В других обстоятельствах Генрих пропустил бы это мимо ушей. Но раздавленный смертью матери и брата и убийством кота, он стал не вполне адекватен.
— Так это ты, это ты убил Макси! — сжав кулаки, вскочил Генрих.
— Что? Да пошел ты знаешь куда, недоносок! — брат не полез за словом в карман.

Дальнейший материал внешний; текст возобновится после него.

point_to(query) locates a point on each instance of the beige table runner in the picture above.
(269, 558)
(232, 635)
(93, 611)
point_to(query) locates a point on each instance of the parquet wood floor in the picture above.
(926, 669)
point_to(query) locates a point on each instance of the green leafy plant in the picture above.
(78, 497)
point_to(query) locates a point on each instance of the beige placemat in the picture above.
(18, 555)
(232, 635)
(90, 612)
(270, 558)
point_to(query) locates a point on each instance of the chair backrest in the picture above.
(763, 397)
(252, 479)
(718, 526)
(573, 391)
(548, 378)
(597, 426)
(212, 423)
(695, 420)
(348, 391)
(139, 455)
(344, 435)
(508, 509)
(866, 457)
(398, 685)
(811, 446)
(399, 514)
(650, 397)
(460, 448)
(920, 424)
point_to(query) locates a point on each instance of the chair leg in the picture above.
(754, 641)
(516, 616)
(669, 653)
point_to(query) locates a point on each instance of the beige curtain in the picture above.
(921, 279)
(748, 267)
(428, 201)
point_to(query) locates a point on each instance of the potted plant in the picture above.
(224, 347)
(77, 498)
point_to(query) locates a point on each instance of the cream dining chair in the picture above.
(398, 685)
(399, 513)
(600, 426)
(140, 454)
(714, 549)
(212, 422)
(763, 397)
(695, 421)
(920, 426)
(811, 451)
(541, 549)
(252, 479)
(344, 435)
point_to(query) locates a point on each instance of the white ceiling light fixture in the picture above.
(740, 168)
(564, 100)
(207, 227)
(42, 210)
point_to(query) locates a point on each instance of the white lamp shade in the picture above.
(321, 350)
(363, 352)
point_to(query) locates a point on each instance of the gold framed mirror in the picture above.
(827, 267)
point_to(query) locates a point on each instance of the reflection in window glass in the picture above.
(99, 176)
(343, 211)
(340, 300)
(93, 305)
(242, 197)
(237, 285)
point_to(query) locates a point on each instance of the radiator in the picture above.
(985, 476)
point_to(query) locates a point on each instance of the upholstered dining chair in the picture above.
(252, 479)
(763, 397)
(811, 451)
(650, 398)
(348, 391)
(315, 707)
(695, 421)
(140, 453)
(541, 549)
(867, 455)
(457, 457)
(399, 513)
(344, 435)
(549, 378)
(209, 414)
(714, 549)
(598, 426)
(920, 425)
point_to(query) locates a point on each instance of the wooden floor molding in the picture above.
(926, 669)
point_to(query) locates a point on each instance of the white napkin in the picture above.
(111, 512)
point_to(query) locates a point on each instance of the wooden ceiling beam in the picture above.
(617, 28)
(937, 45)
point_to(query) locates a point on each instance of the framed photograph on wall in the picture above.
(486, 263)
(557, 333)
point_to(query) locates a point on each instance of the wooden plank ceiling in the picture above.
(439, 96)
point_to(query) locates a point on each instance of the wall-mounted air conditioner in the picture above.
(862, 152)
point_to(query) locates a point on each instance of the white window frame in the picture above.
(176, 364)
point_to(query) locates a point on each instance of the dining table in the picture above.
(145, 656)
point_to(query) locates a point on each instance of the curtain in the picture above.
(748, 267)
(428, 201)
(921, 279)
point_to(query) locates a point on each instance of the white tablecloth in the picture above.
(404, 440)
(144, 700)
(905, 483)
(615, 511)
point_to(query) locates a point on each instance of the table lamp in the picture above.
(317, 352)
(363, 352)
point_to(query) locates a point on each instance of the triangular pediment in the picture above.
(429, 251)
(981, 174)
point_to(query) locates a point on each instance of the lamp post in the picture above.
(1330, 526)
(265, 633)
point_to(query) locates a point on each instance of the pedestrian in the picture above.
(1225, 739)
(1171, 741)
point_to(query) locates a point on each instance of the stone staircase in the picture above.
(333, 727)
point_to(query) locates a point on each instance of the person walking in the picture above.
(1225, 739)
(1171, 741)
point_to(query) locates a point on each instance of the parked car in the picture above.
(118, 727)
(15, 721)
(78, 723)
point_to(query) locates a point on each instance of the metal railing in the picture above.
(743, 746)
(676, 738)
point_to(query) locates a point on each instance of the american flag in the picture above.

— Так, а ну прекратили оба! — стукнул ладонью по столу дядя. Но было поздно: все горе, все раздражение и озлобленность на весь мир, что скопились в душе Генриха, выплеснулись наружу. Отброшенный стул с грохотом ударился об пол и дядя непроизвольно скосил туда глаза, а когда перевел их назад, то увидел, что его племянник, распластавшись на столе, вцепился в горло его сына. С грохотом летела на пол посуда. Страшно завывая, Генрих ногтями рвал лицо и одежду кузена. Прислуга от этого воя выронила поднос с грязной посудой и убежала на кухню, а дядя остолбенел. Когда он опомнился и кое-как разнял дерущихся, его взгляду предстало окровавленное лицо сына, с которого лоскутами свисала кожа. С кухни прибежал садовник, с его помощью дядя сумел скрутить порывавшегося закончить начатое Генриха.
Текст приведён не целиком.